Worldviews Evid Based Nurs. 2004;1 Suppl 1:S41-51. doi: 10.1111/j.1524-475X.2004.04048.x.
The translation and diffusion of findings into health care validate the potential of evidence-based innovation to improve clinical practice and affirm the benefits of society's investment in advancing science.
This article briefly reviews key concepts in the knowledge use process, considers theoretical implications for measuring outcomes and uptake of innovation, discusses issues to consider in planning for measurement of adoption, and provides an example of confronting those challenges from a project now in progress. THEORETICAL PERSPECTIVES AND TRANSLATION OUTCOMES: Four principal conceptual frameworks related to translational science, Lewin, Rogers, Havelock, and Promoting Action on Research Implementation in Health Services (PARIHS), explicate a process that catalyzes new knowledge adoption and use by individuals and systems to solve problems. Each conceptual perspective suggests that translation is not complete until the extent and impact of use is examined and understood. Most perspectives support evaluation of impact of evidence-based practice using process measures that integrate clinician knowledge, actual performance of the practice, and patient/clinician outcomes. Based on the Agency for Healthcare Research and Quality (AHRQ) framework, additional measures might include changes in patterns of care and changes in policies, procedures, or protocols. CASE EXAMPLE: A description of process and outcome measures used in an in-progress quality improvement demonstration project, California Nursing Outcomes Coalition (CalNOC) Partners in Quality Translating Research into Practice to Reduce Patient Falls Project, is presented. IMPLICATION(S) FOR PRACTICE, RESEARCH, AND POLICY: Since the adoption of evidence-based innovation is a process that is often described along a continuum, investigators seeking to measure the impact of an evidence-based innovation must gather evidence that uptake of the innovation has occurred. The theoretical perspective and practical measurement issues of a given project will drive selection of process and outcome measures.

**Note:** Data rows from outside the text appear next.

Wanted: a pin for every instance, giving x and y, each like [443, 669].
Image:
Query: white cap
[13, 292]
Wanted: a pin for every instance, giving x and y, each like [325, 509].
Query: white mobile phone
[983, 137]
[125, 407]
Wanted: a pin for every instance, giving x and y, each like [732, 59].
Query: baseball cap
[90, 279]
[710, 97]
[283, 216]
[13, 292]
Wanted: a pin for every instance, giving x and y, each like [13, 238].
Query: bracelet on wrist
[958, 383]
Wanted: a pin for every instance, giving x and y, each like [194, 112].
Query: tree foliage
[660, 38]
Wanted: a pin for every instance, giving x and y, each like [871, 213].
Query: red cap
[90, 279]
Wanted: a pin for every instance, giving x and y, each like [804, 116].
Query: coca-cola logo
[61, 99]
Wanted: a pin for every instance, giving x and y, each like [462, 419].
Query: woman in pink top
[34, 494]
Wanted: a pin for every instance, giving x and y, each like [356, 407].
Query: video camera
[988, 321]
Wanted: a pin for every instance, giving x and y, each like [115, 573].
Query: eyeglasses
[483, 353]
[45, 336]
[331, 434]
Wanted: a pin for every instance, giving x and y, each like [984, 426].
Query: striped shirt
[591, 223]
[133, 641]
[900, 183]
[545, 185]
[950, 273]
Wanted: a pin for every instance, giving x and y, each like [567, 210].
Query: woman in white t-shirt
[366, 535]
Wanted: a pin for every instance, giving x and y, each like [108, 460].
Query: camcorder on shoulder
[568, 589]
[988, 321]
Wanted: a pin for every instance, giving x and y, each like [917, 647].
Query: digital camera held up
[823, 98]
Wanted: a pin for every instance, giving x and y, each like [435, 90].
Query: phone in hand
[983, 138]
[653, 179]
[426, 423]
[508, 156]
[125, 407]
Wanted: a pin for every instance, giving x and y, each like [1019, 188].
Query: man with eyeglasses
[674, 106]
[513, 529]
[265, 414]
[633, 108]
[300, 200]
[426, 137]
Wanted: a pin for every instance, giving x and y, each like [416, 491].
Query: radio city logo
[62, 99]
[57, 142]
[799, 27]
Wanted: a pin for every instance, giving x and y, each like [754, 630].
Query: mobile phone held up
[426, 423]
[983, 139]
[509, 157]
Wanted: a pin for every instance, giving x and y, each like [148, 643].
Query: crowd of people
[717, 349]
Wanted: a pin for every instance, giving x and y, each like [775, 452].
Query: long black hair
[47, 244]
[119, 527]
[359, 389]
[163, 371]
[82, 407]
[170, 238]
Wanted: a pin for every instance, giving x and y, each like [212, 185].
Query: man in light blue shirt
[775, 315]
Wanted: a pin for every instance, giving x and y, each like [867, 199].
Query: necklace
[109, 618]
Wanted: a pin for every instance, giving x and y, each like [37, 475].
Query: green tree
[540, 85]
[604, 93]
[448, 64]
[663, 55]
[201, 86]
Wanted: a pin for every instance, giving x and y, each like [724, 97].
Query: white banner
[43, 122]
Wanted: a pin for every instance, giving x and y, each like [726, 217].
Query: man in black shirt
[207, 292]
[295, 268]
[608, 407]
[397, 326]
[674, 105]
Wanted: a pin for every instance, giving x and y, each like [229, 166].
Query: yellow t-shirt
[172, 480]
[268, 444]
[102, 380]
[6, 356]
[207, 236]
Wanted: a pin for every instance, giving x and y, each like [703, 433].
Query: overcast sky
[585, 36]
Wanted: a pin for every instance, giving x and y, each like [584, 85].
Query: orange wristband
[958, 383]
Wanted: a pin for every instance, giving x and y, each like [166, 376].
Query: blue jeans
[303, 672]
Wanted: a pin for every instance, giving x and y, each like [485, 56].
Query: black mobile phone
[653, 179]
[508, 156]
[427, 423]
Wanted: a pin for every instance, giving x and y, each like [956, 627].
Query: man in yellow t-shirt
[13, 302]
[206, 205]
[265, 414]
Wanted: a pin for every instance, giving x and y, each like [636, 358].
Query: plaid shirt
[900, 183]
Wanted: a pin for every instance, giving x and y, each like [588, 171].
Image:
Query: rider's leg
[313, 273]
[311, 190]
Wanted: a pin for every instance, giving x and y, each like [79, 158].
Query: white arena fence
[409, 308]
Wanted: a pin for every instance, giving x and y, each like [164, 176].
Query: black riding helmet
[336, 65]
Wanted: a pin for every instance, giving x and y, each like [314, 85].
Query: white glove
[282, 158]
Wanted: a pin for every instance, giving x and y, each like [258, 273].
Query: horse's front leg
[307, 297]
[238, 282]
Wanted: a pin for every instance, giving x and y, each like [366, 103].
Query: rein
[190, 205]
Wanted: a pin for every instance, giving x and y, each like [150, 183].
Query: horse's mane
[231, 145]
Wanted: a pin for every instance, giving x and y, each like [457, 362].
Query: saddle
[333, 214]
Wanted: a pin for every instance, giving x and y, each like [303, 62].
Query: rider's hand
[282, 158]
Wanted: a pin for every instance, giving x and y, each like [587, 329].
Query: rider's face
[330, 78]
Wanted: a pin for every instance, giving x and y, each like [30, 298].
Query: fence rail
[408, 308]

Efforts to change practice in order to enhance evidence-based patient care must integrate monitoring and evaluation of specific target outcomes of adoption as the basis for validating the impact of the change.
研究结果转化并应用于医疗保健领域,证实了循证创新改善临床实践的潜力,也肯定了社会对推动科学进步投资所带来的益处。
本文简要回顾知识应用过程中的关键概念,思考衡量创新成果及应用情况的理论意义,讨论规划创新采用情况衡量时需考虑的问题,并给出一个正在进行的项目应对这些挑战的实例。理论视角与转化成果:与转化科学相关的四个主要概念框架,即勒温、罗杰斯、哈夫洛克以及促进卫生服务研究成果应用(PARIHS)框架,阐述了一个促使个人和系统采用并运用新知识解决问题的过程。每个概念视角都表明,在考察和理解应用的程度及影响之前,转化过程并未完成。多数视角支持使用整合临床医生知识、实践实际表现以及患者/临床医生结果的过程指标,来评估循证实践的影响。基于医疗保健研究与质量局(AHRQ)框架,其他指标可能包括护理模式的变化以及政策、程序或方案的变化。案例示例:介绍了加利福尼亚护理结果联盟(CalNOC)质量转化研究实践以减少患者跌倒项目这一正在进行的质量改进示范项目中所使用的过程指标和结果指标。对实践、研究和政策的启示:由于采用循证创新是一个常被描述为连续统一体的过程,试图衡量循证创新影响的研究者必须收集创新已被采用的证据。给定项目的理论视角和实际衡量问题将推动过程指标和结果指标的选择。
为改善实践以加强循证患者护理所做的努力,必须将对采用的特定目标结果的监测和评估整合进来,作为验证变革影响的依据。